Jesús Ibrahím Chamali escribe relatos aparentemente lineales, pero cuyos márgenes están revestidos de la historia de lo que fuimos, que es el origen de lo que somos. En el momento de escribir esta nota, estamos impactados y confusos por la pandemia del Covid-19, y el nuevo tipo de vida que se trata de imponer nos parece frío y distante, pero no es mayor su diferencia con lo anterior al virus que el tipo de relaciones que teníamos asumidos como permanentes con lo que fue nuestra niñez, otro mundo, otra manera de mirar el mundo, incluso otros valores en muchos aspectos de la vida.

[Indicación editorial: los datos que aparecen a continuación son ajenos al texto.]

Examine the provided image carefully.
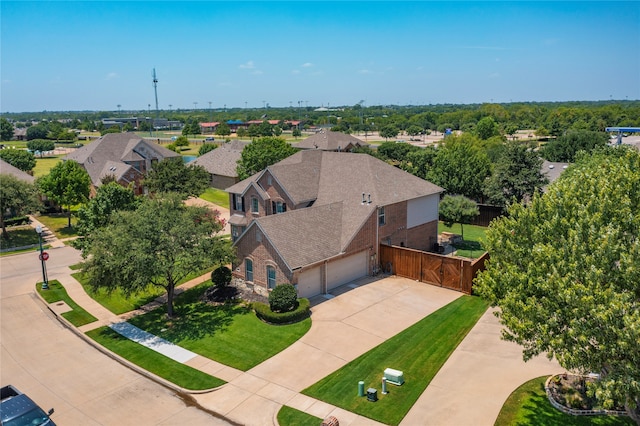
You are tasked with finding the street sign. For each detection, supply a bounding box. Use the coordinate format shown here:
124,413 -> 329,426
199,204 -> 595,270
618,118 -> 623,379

Si antes de la pandemia estos relatos se leían dando un paso atrás, ahora tenemos que dar dos, porque las relaciones, generalmente, cambian sin que nos demos cuenta, pero en una situación como las consecuencias de todo tipo del Covid-19 los cambios son instantáneos; por eso entrañan mayor dificultad para ser asumidos, porque parecíamos diseñados para lo que éramos hasta marzo de 2020.

 

El autor de estos relatos ha tenido siempre una relación muy cercana con la literatura, incluso con la crítica, y un ejemplo es que sus manos están en la creación de la revista Dragaria, junto a las de Mayte Martín y al influjo de maestro de publicaciones que fue el llorado Manuel Almeida. No se trata de alguien que esporádicamente escribe un libro, sino que este libro es el resultado natural de una trayectoria que tenía un camino seguro: la literatura. Por lo tanto, el rigor con que están construidos cada uno de los relatos y la capacidad de ensamblaje unitario de todos no es cosa de un escritor ocasional, sino de alguien que conoce la materia con la que trabaja, porque ha estado toda su vida relacionado con ella.

 

Espero que les guste el libro tanto como a quien esto escribe, sobre todo por los detalles que surgen aquí y allá y que pudieran parecer prescindibles, porque lo que ha hecho Jesús Ibrahim Chamali es un magnífico artefacto narrativo donde nada sobra y todo nos remite a elementos que incluso no están en el relato, pero sí en nuestra memoria colectiva. Que parezca una especie de diario es simplemente una coartada para entregarnos un texto que va a hacernos disfrutar desde sus muchas vertientes, entre las que, por supuesto, tampoco faltan el humor y la ironía. Cuando acaben su lectura, me darán la razón. Que lo disfruten.